Hm, What are the Choices Again?

One of the things that defines Conservatives is their hatred of regulators.  One wonders why.  It cannot be because regulators are effective at regulating, or are aggressive in punishing those who actions violate legal restrictions and the most basic tenets of decency.  In fact, many times regulators just facilitate the improper actions of those whom they purport to regulate.

Case in point is the Securities and Exchange Commission and the Federal Trade Commission.  The SEC brings enforcement action against financial firms.  Their typical modus operandus  is to allow the malefactors to get off with paying a fine and not admitting that they did anything wrong.  Recently a Federal judge was outraged by this in a case where Citibank deliberately sold soon-to-be bad securities to investors and then profited by placing “bets” that the securities would fail.  The SEC extracted a fine from Citibank, along with allowing Citibank to not admit to wrong doing.

The Federal Judge rejected the settlement, calling it ridiculous that a company could allowed to pay hundreds of millions in fines and not admit wrong doing.

In his ruling, the New York judge denounced as "pocket change" a penalty agreed to by Citigroup as part of the settlement, claiming it was paltry compared with losses of more than $700 million suffered by investors in a $1 billion deal called Class V Funding III.

Judge Rakoff also attacked the boilerplate language used in many SEC settlements, where defendants neither admit nor deny wrongdoing. If the allegations were correct, he wrote, "this is a very good deal for Citigroup," saying that it was hard to tell what the SEC got out of the agreement "other than a quick headline."

Instead of taking this admonition as a basis for getting tougher, the SEC is going to fight the judge, and try to continue its practice of protecting banks and other financial institutions from having to admit that what they did was wrong.

Some legal experts expected the SEC to respond to Judge Rakoff by trying to get a tougher settlement out of Citigroup. The agency alleged that the New York company sold slices of the Class V deal to investors in 2007 without disclosing that Citigroup was betting against half the assets in the deal.

Instead, the SEC's staff essentially wants to go over Judge Rakoff's head. If SEC commissioners approve, the agency could appeal the Nov. 28 ruling to the Second Circuit Court of Appeals, people familiar with the situation said. Commissioners are expected to vote on the matter soon.

So not to worry Conservatives, your interests are being taken care of nicely by the SEC staff.  The interests of the public, well that doesn’t really count.

Across town at the Federal Trade Commission, the agency that regulates debt collectors, the results are similar.  One of the few growth industries of late is the debt collection industry, that’s what a prolonged recession will do.  But the debt collection business is characterized by unethical and illegal practices, often highly abusive to people who do not pay their debt simply because they cannot pay their debts. 


At the FTC the number of complaints is rising even as debt itself is shrinking.

The debt-collection industry, booming as many Americans struggle to catch up on their payments or walk away from what they owe, was the subject of a record 164,361 complaints through Dec. 8 of this year, according to the Federal Trade Commission.

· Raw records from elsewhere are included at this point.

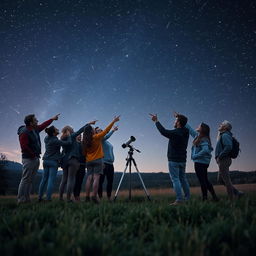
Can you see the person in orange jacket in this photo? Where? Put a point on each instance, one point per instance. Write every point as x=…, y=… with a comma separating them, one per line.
x=93, y=151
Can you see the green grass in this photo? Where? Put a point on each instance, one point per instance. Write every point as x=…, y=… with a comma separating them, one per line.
x=129, y=228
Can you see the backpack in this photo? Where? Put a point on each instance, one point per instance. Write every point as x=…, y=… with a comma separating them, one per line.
x=235, y=147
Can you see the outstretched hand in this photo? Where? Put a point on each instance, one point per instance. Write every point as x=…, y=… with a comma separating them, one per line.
x=115, y=128
x=154, y=117
x=116, y=119
x=175, y=114
x=93, y=122
x=56, y=117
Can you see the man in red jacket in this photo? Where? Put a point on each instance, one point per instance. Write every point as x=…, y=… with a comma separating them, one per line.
x=30, y=144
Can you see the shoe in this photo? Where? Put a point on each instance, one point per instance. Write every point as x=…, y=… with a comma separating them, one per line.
x=95, y=200
x=176, y=203
x=215, y=199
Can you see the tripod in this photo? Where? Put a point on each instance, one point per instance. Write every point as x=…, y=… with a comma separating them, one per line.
x=129, y=161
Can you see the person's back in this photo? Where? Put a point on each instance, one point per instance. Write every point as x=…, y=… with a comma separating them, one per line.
x=95, y=151
x=52, y=148
x=177, y=154
x=178, y=143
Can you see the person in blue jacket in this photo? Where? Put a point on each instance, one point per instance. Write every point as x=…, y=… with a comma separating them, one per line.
x=201, y=156
x=51, y=161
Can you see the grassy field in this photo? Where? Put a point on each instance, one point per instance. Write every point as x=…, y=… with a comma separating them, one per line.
x=130, y=228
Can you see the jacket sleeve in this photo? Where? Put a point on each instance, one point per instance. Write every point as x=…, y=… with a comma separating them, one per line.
x=166, y=133
x=103, y=133
x=106, y=137
x=44, y=125
x=192, y=132
x=227, y=145
x=75, y=134
x=204, y=150
x=25, y=146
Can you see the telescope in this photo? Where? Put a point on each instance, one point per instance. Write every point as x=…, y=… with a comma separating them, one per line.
x=124, y=145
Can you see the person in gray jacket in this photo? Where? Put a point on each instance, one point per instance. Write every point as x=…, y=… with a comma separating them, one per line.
x=51, y=161
x=70, y=160
x=223, y=158
x=201, y=156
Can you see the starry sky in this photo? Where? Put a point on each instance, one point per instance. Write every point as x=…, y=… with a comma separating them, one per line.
x=96, y=59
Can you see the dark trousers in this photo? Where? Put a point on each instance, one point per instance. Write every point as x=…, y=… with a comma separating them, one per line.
x=79, y=180
x=201, y=172
x=108, y=172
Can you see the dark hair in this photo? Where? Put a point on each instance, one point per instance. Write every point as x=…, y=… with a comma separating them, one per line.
x=50, y=130
x=204, y=133
x=28, y=119
x=182, y=119
x=87, y=138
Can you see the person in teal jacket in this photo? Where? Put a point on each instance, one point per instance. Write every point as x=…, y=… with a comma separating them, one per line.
x=223, y=158
x=201, y=156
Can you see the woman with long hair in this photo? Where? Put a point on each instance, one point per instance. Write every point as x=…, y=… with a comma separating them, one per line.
x=93, y=151
x=70, y=160
x=51, y=161
x=201, y=156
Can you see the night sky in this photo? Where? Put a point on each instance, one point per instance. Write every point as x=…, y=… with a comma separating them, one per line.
x=96, y=59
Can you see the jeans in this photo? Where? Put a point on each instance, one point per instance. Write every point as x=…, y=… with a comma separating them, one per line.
x=49, y=177
x=29, y=170
x=108, y=172
x=224, y=177
x=79, y=180
x=179, y=180
x=69, y=177
x=201, y=173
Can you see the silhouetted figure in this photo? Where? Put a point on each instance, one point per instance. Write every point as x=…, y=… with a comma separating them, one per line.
x=31, y=150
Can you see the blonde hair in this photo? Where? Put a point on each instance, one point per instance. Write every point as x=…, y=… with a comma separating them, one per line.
x=64, y=131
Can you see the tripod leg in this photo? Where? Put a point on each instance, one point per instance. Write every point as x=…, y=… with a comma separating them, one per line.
x=117, y=190
x=146, y=192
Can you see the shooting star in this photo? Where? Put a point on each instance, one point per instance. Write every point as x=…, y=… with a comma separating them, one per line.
x=58, y=90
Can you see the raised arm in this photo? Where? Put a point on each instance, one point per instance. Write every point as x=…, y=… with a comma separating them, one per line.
x=107, y=129
x=161, y=129
x=192, y=132
x=107, y=136
x=204, y=149
x=167, y=133
x=42, y=126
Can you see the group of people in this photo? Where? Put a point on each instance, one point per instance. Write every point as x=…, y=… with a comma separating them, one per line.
x=94, y=152
x=200, y=154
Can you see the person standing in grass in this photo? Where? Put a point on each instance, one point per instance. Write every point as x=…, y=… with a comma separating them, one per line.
x=223, y=152
x=201, y=156
x=30, y=144
x=108, y=161
x=51, y=161
x=70, y=160
x=93, y=151
x=177, y=154
x=81, y=171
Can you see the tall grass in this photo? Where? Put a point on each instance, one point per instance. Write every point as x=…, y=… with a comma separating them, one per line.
x=129, y=228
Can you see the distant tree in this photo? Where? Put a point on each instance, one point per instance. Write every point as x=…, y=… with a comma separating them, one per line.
x=3, y=182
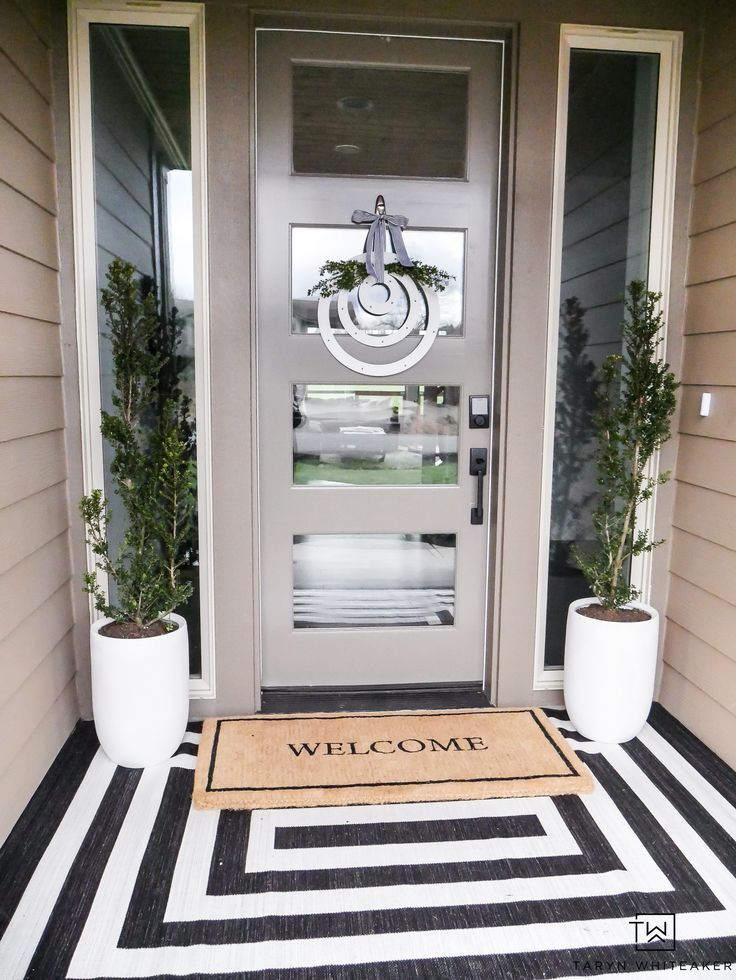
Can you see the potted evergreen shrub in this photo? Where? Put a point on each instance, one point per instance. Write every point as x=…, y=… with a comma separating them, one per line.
x=611, y=638
x=139, y=649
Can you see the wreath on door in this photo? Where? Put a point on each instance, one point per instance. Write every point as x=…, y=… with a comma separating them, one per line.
x=409, y=296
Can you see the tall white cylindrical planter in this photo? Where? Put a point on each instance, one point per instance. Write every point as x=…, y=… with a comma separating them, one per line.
x=140, y=694
x=609, y=673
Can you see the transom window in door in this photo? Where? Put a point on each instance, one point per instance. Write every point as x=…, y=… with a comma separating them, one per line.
x=375, y=121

The total is 17% higher than the 140,036 debt-collection complaints the FTC got for all of 2010.

And the public will be pleased to know that the number of enforcement actions taken by the FTC is double what it used to be.  Well, maybe no so pleased.

Since the start of this year, though, the FTC has launched just four enforcement actions against debt-collection firms under the primary federal law used to oversee the industry. From 2005 to 2010, the average was two cases a year.

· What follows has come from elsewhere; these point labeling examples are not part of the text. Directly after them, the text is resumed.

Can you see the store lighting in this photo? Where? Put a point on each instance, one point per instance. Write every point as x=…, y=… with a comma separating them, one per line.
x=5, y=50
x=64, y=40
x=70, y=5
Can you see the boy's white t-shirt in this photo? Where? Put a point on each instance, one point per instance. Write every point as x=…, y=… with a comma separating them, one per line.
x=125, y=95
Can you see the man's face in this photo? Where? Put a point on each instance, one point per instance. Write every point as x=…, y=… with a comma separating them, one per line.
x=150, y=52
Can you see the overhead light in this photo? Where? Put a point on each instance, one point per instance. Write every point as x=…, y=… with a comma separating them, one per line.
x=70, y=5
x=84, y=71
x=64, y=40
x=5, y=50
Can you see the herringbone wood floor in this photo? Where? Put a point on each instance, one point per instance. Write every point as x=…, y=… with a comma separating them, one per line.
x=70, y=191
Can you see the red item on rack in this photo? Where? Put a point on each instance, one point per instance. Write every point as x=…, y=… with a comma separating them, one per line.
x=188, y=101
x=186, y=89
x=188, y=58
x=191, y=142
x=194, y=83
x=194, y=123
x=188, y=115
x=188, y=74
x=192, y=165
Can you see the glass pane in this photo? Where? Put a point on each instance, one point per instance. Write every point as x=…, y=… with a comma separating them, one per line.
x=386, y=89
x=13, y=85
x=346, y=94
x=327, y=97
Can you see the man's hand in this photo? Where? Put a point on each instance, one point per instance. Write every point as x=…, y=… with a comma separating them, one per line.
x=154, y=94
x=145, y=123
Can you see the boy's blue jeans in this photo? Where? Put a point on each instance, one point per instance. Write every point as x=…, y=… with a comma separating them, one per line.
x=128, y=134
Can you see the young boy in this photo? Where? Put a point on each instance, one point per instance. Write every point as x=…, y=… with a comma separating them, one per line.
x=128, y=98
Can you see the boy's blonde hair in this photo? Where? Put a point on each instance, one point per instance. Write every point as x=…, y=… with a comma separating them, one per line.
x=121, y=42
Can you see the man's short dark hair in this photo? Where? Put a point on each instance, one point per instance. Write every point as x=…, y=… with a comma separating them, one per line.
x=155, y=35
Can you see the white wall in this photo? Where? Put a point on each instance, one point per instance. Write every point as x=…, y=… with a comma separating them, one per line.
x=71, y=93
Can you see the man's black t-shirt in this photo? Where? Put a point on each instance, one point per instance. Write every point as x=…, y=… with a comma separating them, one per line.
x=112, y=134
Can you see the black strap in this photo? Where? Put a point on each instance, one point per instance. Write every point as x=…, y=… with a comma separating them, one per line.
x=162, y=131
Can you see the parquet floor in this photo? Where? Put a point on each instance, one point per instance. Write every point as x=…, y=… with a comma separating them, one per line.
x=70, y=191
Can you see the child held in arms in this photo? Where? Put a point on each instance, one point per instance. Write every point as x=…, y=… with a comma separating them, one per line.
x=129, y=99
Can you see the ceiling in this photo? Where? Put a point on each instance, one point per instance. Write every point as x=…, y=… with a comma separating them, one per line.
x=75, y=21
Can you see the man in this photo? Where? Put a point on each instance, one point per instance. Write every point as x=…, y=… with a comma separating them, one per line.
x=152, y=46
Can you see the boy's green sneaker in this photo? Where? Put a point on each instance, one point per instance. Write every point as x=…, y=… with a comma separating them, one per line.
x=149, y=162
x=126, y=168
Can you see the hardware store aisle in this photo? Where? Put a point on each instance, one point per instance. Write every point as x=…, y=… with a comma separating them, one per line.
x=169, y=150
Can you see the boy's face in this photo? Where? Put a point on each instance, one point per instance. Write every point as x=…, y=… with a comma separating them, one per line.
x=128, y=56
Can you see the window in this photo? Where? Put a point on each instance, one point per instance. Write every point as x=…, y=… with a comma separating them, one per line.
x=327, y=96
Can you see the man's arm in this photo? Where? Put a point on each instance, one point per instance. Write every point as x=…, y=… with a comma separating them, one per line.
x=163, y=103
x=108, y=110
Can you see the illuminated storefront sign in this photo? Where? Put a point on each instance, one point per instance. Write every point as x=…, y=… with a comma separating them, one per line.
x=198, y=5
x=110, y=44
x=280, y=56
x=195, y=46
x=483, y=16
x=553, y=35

That’s right, four whole cases, double the average of two cases per year in prior years.  One can easily imagine the debt collection industry quaking with fear that a 25% rise in enforcement actions could happen next year, meaning there will be five, count em, five enforcement actions.

Now it is true that the FTC does enforce the laws by other methods, but the lack of enforcement actions is clear indication that those in the debt collection industry, like those in the financial sector, have nothing to fear from Federal regulators.  (No one caught Bernie Madoff, he turned himself in when his scheme collapsed.).  So the message to Conservatives is this: 

Keep quiet people, you got a nice thing going.  Make the American public pay attention to what regulators are actually doing and they might notice the lack of protection of their interests.

1 comment:

  1. Conservatives hate government regulation for the same reason that criminals hate the police.